Humilhação

Lieblinge”:

Vocês fazem tudo o que nós queremos e ainda mais do que achávamos possível. Vocês são uns fofinhos – dóceis, obedientes, atentos aos nossos caprichos, gratos e reconhecidos. O vosso primeiro-ministro compensa bem a impreparação e a inexperiência com a assunção do papel de porta-voz da nossa mensagem de comedimento e humildade. Apreciamos igualmente o bom seguimento que foi dado aos nossos telefonemas para o atrevido ministro Portas no verão passado e, ainda antes, para o vosso Presidente da República, para que evitasse repetir declarações como a da “espiral recessiva” e, pelo contrário, disciplinasse as intervenções e proferisse, quando quebrasse os silêncios, notas de otimismo e empenho na estabilidade. Foram os dois muito lindos. Têm cumprido. Para mostrarmos a nossa satisfação, abrimos as nossas empresas aos vossos jovens engenheiros e a todos os que vierem por bem. Não esperem, porém, que lhes paguemos os mesmos salários que aos nossos compatriotas. Como compreenderão, e sei que compreendem, há muitos outros à porta. A escolha é um favor que vos fazemos. Como tal deve ser encarada. É também o povo alemão que no-lo exige. Sabemos que já integraram esta perspetiva no vosso discurso público, o que só joga a vosso favor.

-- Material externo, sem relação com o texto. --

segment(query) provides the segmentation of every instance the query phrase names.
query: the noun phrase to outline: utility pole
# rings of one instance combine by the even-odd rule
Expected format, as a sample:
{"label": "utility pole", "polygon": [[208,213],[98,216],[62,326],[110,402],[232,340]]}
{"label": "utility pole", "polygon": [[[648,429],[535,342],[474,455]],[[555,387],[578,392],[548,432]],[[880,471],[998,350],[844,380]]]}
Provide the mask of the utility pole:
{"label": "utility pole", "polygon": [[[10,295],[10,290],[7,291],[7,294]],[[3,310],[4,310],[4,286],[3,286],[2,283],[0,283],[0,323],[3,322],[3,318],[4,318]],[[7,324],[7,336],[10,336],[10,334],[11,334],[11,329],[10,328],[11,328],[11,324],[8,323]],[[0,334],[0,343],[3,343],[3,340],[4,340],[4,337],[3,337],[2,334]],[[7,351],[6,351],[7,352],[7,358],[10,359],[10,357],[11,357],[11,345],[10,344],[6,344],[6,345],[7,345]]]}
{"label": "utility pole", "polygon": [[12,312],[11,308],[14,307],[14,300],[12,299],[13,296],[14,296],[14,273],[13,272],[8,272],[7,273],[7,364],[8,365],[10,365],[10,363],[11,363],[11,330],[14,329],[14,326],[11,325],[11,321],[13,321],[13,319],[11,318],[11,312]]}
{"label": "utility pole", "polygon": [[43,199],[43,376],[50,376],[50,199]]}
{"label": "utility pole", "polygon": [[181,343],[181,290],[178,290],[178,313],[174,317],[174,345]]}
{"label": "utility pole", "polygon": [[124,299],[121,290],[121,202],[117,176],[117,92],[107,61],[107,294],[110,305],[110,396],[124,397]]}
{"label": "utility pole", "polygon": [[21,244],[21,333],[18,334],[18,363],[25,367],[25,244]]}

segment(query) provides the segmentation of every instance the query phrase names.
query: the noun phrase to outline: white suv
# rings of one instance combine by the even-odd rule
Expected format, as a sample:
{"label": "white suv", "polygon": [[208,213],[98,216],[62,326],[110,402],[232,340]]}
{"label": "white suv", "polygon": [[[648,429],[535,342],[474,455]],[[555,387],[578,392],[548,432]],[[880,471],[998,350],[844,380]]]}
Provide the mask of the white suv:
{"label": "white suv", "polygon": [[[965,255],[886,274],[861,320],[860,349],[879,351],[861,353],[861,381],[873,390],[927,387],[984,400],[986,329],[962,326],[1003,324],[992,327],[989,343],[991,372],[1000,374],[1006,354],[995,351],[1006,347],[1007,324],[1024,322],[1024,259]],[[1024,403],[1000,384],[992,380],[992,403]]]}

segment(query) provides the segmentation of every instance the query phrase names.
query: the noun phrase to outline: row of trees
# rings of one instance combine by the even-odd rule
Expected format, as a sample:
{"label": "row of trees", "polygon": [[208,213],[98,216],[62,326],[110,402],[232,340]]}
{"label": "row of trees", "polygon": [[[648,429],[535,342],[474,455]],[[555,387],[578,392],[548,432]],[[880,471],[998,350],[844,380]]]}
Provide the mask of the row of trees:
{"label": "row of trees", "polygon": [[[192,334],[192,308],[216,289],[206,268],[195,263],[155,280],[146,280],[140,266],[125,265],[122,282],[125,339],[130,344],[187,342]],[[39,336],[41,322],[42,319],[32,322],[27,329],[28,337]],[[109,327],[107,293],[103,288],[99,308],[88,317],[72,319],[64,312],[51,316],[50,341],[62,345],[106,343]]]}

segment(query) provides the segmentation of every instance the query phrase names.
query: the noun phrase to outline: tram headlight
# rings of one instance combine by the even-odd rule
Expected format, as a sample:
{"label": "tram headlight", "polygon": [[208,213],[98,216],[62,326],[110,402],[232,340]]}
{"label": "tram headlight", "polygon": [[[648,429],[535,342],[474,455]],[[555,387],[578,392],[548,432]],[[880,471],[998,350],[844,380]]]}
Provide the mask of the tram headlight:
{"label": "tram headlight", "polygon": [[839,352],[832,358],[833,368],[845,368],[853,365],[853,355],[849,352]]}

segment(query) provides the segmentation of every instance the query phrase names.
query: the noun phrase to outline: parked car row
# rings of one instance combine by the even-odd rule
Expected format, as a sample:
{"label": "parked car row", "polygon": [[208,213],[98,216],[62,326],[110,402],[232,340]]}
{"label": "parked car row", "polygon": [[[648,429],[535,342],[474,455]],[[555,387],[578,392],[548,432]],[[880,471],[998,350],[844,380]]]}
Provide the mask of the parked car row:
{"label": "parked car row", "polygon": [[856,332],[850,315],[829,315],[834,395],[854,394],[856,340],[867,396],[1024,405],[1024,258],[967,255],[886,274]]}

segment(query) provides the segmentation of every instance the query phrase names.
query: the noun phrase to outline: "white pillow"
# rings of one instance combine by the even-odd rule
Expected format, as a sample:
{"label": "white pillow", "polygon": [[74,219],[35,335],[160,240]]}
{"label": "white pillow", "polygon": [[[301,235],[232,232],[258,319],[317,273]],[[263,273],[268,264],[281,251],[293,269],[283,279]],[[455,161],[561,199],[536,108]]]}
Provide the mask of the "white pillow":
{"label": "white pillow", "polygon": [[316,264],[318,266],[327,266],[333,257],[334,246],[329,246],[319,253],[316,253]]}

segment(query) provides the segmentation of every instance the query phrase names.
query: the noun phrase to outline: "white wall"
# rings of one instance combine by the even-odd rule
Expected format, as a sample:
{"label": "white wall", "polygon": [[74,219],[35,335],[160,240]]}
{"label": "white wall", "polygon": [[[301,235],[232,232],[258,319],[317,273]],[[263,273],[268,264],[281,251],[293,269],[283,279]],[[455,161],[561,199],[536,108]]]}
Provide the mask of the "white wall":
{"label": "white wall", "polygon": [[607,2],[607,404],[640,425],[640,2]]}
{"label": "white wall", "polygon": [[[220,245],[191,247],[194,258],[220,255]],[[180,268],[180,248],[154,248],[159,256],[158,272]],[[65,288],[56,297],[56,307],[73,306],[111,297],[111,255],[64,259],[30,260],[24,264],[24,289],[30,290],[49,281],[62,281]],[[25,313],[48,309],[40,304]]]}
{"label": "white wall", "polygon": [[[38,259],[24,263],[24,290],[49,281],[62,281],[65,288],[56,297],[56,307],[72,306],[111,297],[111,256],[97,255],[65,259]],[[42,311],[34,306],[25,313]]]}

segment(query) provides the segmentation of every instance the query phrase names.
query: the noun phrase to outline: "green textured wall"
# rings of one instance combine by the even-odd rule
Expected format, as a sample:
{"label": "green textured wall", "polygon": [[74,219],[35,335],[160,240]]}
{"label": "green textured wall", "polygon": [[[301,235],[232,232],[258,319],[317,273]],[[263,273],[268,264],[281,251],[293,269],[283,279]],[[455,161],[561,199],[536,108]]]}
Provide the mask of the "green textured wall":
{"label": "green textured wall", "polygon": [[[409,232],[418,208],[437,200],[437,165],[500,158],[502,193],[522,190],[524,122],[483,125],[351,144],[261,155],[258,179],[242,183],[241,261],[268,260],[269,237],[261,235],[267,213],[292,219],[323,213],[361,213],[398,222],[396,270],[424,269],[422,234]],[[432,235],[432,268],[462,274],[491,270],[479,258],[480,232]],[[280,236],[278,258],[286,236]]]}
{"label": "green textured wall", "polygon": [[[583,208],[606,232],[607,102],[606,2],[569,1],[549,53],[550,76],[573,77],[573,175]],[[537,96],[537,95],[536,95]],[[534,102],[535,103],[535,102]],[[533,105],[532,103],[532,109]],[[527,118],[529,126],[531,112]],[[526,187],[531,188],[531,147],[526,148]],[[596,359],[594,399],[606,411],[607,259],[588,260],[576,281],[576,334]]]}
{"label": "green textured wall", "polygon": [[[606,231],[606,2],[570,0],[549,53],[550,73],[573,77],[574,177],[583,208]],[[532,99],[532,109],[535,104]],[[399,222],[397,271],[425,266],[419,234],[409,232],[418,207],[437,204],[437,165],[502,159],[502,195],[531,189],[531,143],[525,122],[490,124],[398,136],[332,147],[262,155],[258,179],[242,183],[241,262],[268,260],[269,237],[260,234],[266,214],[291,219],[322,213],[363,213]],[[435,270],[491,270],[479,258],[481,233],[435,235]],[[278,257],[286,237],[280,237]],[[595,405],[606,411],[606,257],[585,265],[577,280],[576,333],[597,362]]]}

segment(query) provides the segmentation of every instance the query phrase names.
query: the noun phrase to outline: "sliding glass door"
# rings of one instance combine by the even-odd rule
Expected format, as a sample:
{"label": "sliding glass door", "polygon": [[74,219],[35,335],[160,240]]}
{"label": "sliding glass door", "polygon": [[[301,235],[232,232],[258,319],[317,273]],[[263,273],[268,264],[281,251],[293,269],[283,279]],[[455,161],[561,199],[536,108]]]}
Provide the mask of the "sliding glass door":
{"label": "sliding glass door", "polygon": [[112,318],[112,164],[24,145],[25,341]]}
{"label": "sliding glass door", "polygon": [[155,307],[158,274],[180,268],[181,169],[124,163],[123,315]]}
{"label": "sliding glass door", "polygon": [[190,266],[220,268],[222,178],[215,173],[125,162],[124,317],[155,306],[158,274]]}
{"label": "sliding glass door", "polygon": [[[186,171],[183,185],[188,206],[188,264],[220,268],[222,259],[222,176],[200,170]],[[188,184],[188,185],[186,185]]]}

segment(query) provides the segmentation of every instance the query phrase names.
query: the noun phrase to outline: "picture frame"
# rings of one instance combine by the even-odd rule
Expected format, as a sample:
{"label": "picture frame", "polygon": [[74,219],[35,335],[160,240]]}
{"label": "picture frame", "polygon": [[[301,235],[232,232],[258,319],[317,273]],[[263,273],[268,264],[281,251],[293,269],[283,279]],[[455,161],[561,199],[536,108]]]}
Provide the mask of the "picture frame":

Como previmos, o consumo interno tem diminuído em Portugal e isso é uma boa notícia. Olhem para nós. Não nos peçam, porém, para olhar para vocês.

Mas, caros Pedro, Paulo e Maduro, vocês são também um problema. De tão burros e obedientes e face aos maus resultados obtidos em termos de défice e de dívida, corremos o risco de ver a nossa estratégia desacreditada. Sobretudo a nível internacional, onde não governamos, e onde os nossos excedentes começam a ser notados. Por isso, lamentamos mas iremos continuar a insistir nos cortes. Não nos resta outra opção. Não que consideremos que tal colida com o vosso pensamento. De facto, não prevemos para vocês, Governo, dificuldades em impô-los. Mas começam a ouvir-se demasiadas vozes dissonantes. Aqui perto, trataremos do Barroso e do Draghi como sempre.

Chegam-nos notícias de que os mais vivos e saudáveis de entre vós já deixaram o país. Não podemos deixar de apreciar a injeção de sangue novo que tal representa para o projeto europeu central, ao mesmo tempo que nos convém perfeitamente o exército de zombies que engrossa nas periferias. Sabendo que não desesperarão, aconselhamos mesmo assim a que aguardem, com a ajuda de deus e do César das Neves. Por nós, ajudar-vos-emos como se ajudam os pobres e miseráveis: com esmolas. O tempo que for preciso. Nada receiem, pois.

Assinado:

Governo do melhor povo do mundo

4 thoughts on “Humilhação”

  1. E agora com um ano e tal a trabalhar sem comer, oh, oh… vai chover para aí bajulação até mais não.